実際、自分もこれは有無を言わせぬ口封じの暴力とほとんど嫌悪している。そのビビビビという擬音も耳に焼き付いたくらいだ。
「ほとんど」?
なぜ、100%No!ではないのかと問う人もあろう。

 それはこれも反戦的なノンフィクションである『戦戦艦大和ノ最期』のいちシーンが記憶に焼き付いているからだ。
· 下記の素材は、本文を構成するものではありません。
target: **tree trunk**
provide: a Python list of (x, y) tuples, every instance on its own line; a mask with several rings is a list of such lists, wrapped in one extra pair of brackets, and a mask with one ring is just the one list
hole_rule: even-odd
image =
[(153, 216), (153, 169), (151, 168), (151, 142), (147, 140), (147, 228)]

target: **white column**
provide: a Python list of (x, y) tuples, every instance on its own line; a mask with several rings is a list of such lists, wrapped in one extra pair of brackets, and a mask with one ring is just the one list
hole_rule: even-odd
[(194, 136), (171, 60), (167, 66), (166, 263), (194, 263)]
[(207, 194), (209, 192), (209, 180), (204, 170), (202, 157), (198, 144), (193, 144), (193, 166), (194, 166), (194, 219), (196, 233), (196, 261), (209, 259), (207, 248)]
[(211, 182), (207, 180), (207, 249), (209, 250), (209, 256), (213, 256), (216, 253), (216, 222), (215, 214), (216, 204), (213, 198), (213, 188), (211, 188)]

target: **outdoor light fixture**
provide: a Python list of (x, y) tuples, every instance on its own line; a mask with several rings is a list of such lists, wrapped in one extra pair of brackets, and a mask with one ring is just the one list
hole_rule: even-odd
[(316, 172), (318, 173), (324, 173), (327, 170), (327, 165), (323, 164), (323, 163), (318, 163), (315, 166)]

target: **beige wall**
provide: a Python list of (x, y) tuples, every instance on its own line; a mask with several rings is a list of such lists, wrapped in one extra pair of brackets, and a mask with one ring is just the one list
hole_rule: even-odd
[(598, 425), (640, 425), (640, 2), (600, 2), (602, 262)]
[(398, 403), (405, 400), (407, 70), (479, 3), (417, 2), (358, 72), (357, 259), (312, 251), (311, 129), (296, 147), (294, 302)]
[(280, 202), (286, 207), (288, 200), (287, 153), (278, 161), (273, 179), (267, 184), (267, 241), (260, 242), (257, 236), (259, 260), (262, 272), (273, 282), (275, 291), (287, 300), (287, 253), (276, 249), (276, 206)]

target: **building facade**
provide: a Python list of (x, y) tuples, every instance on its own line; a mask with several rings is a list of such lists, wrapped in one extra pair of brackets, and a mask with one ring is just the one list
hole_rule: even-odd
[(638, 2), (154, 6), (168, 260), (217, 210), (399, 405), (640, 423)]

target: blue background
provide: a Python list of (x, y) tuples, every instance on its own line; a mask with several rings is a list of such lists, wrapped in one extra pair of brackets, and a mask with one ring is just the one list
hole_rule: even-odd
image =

 若い将校(学徒動員)の一人である吉田満が自分より若い兵卒がうっかり敬礼をし忘れてしまった場面の話だ。本来、海軍の決まりではその兵卒を直立不動にさせて往復ビンタをする。それをせず、諭して教え行って良し、と吉田少尉が許した。
 それをたまたま見咎めた臼淵大尉が吉田を以下のように論駁し、鉄拳制裁した。
「貴様にも一理ある。それはわかっている。だからやってみようじゃないか。砲弾の中で俺の兵隊が強いか、貴様の兵隊が強いか。あの上官はいい人だ、だからまさかこの弾の雨の中を突っ走れなどとは言うまい、と貴様の兵隊がなめてかからなかどうか、軍人の真価は戦場でしか分らんのだ、いいな」

 吉田はその言を反論なしに書き留めた。不条理な環境下での道理を感じたのだろうか。この大尉も大和とともに沈んだのだ。
 過酷なミッションを達成するため、体罰での教練は無意味と一概に除けることは難しいと思うのだ。


【参考文献】

アウンサン将軍と三十人の志士―ビルマ独立義勇軍と日本 (中公新書)

アウンサン将軍と三十人の志士―ビルマ独立義勇軍と日本 (中公新書)

総員玉砕せよ! (講談社文庫)

総員玉砕せよ! (講談社文庫)

 戦闘の外面的ノンフィクションでは描き切れない人間の内面性の描写というのはこの作品の最大の卓越性であろう。戦争好きも戦争嫌いもどちらも読むべきだろう。ましてや戦艦ヤマトのファンだったらなおさらだろう。